HIVE stock at four-month high amid historic Bitcoin rally

Yahoo18 hours ago
HIVE stock at four-month high amid historic Bitcoin rally originally appeared on TheStreet.
The HIVE Digital Technologies (Nasdaq: HIVE) stock reached $2.47 on July 11, piggybacking on the phenomenal all-time high (ATH) Bitcoin reached this week.
The stock is at its four-month high, as it last reached $2.52 on Feb. 24.
HIVE Digital is one of the most prominent Bitcoin mining firms in the world. Crypto mining is the process of validating and adding transactions to a blockchain by solving cryptographic problems called hashes.
On July 10, the firm announced it has surpassed a $250 million annualized run rate revenue. It has also surpassed 12 exahash per second (EH/s) of global Bitcoin mining hashrate, twice its output at the beginning of 2025.

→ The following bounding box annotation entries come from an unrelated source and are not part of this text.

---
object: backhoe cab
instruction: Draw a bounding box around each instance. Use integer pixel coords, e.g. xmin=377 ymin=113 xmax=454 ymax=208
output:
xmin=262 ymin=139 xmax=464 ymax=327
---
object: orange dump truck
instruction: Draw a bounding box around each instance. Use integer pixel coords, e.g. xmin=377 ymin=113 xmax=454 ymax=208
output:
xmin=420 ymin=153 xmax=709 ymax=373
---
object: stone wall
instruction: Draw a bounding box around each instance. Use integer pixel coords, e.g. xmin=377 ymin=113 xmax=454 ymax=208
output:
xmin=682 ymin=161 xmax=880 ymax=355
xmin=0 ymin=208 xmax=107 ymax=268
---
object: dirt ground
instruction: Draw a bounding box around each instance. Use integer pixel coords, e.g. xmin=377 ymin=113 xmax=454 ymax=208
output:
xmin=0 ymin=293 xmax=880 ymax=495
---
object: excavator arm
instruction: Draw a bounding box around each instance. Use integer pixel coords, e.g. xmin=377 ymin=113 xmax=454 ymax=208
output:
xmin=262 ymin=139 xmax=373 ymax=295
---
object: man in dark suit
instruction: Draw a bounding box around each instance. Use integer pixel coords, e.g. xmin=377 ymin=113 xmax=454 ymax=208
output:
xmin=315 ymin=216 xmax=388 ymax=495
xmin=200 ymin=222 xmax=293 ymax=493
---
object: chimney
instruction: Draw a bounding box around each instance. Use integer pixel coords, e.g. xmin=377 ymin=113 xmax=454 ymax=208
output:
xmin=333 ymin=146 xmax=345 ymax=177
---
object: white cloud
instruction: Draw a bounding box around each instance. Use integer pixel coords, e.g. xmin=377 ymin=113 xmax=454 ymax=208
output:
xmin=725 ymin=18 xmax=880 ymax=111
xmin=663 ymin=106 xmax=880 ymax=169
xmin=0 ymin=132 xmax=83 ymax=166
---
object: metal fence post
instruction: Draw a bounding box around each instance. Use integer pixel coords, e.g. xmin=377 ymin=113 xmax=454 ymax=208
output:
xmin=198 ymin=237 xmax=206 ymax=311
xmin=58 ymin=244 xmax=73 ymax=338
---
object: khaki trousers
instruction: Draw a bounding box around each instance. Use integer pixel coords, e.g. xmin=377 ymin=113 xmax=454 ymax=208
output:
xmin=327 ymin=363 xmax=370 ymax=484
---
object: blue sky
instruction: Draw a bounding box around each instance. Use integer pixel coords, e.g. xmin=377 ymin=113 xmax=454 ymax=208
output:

Hashrate measures how fast a miner executes cryptographic functions to solve blocks in a chain. It is calculated in terms of hashes per second, i.e., the number of hash operations executed per second.
"Once we hit 18 EH/s, we expect approximately $400 million in annual run rate revenue," HIVE President & CEO Aydin Kilic said.
While HIVE has facilities in Canada and Sweden, the firm is making a bold bet on its expanding facility in Paraguay.
On July 7, the firm announced a series of milestones it has achieved in Bitcoin production.
HIVE said it mined 164 Bitcoin in June, in contrast to 139 Bitcoin in May.
In fact, it mined 15 Bitcoin per EH/s and 5.5 Bitcoin on a daily basis in June.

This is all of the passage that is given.